昔からよくあったなと一瞬思考が別の場所に飛んだ
「…アーシェってもしかしなくても美人だよな。」
「あらそう?ありがとね。」
その返答はいつも以上に淡白。彼女の耳は少し赤らんだように見えたが多分気の所為なのだろう、今日もいつもと変わらず湿度の高いジメッとした暑さだからだ。
そう解釈した俺はようやく呼吸が整い話し出す。
「おはよう。遅れてごめん、アーシェ。」
「おはようアーシェ!遅れちゃってごめんなさい」
「トモはともかくステラまでかしこまってどうしたの?」
「待ち合わせの時間に遅れちゃったから…」
しょんぼりと顔を俯かせたステラはそう話すと俺に向き直った。
「トモカズ、今度からは予定がある日の朝にそのこと教えないでね。絶対に前日までには言ってね」
「はい、すみません。」
もはや謝ることしか出来ない俺は頭を下げつつもアーシェの顔色を伺ってみると、頭上からはくすくすと軽快な笑い声が聞こえてきた。

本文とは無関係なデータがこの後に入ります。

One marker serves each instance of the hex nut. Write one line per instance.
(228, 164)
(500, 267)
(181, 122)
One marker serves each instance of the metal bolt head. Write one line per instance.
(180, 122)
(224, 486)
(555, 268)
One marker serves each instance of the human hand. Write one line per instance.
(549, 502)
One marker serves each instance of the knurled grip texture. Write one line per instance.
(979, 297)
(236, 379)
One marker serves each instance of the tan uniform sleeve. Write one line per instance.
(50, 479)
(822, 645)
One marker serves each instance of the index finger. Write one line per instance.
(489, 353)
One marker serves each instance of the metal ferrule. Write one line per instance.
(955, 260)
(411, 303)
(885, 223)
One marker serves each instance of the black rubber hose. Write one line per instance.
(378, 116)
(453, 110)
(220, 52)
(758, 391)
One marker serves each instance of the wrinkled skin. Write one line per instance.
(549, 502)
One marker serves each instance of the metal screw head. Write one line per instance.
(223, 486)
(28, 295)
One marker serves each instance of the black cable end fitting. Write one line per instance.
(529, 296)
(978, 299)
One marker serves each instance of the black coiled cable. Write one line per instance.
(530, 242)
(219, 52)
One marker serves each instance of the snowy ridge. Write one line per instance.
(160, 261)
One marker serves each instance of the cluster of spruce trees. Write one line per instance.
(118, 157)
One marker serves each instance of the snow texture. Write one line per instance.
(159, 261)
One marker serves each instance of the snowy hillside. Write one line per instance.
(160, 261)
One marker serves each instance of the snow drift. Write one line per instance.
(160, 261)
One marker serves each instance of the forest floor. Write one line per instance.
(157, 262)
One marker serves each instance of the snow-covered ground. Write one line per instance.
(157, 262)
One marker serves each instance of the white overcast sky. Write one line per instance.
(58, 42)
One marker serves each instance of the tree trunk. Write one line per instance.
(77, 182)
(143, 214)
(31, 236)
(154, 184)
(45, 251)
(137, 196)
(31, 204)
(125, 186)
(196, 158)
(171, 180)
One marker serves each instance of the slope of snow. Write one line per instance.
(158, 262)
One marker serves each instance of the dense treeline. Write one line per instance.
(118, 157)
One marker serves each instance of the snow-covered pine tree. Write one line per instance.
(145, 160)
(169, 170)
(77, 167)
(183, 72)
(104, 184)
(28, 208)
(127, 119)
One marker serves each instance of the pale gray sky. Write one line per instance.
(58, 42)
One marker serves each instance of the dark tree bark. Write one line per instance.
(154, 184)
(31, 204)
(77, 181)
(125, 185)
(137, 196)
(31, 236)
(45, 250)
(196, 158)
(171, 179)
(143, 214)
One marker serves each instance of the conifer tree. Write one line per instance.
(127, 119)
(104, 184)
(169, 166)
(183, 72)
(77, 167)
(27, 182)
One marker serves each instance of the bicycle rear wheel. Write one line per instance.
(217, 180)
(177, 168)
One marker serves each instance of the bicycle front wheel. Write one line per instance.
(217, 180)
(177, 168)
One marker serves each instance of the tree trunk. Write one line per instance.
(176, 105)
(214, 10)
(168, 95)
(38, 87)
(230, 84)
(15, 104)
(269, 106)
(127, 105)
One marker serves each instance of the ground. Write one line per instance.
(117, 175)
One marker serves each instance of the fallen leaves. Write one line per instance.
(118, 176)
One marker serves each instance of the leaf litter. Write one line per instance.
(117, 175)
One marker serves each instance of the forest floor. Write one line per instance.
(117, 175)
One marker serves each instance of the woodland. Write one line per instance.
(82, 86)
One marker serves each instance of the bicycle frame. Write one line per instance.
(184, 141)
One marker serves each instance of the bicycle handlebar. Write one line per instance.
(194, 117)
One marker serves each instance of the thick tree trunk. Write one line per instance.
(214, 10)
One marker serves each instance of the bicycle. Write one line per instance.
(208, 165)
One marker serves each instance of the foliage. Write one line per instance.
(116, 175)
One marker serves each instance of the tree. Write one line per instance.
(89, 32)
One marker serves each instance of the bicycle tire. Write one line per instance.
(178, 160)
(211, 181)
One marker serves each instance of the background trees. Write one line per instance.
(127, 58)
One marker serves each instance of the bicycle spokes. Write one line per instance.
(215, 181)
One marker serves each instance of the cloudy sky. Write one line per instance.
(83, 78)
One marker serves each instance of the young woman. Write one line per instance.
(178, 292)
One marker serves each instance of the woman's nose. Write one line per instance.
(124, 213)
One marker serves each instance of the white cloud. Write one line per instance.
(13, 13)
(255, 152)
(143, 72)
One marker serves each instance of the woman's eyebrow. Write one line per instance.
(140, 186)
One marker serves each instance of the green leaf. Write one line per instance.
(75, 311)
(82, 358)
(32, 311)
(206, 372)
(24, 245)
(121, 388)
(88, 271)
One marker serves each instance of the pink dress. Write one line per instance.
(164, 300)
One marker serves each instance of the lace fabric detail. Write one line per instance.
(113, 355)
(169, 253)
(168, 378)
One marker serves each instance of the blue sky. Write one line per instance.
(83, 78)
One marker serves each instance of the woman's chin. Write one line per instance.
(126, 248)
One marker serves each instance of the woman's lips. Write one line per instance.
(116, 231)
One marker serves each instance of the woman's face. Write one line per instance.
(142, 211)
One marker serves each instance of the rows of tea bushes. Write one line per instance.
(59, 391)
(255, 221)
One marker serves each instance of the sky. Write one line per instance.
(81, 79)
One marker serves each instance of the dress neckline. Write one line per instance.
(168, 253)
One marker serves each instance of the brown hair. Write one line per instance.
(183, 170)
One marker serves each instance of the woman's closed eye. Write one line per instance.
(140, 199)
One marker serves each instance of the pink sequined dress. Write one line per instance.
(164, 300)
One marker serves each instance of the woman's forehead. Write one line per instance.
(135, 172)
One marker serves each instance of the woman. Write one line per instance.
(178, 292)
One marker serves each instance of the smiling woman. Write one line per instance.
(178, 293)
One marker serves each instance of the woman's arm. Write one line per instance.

「…もう、次からは気をつけてよね。ほら、ステラもトモも顔上げて?」
「…怒ってない?」
「怒ってないわよ。ふふ」
楽しげに顔を綻ばせたアーシェを見てホッとした。とりあえず説教からは逃れられそうだ。
過去の数々の過ち、それに伴うアーシェの説教を思い出しながら胸を撫で下ろす。
「でもトモ、さっきステラが言ってた「予定を朝に伝えた」ってのが少し気になるから、後で教えてね。」
ニッコリと笑う美人の圧は凄いと覚えておこう。
「ア、ハイ」
そう答えるしかできない。
…俺、終わったわ。
「そんなことより、冒険者ギルドに行くわよ。早めに登録を済ませてステラのお洋服を見繕う時間をいっぱい作りましょ。」
「楽しみだね!早く行こう?」
「了解。それでは冒険者ギルドにー」
「「レッツゴー!」」
息の合うトモカズとアーシェを見て、不思議な気持ちを覚えたステラだったが、気にせず前を歩く2人について行った。
「……。」
ーー何処かから送られる視線に気づく者はいない。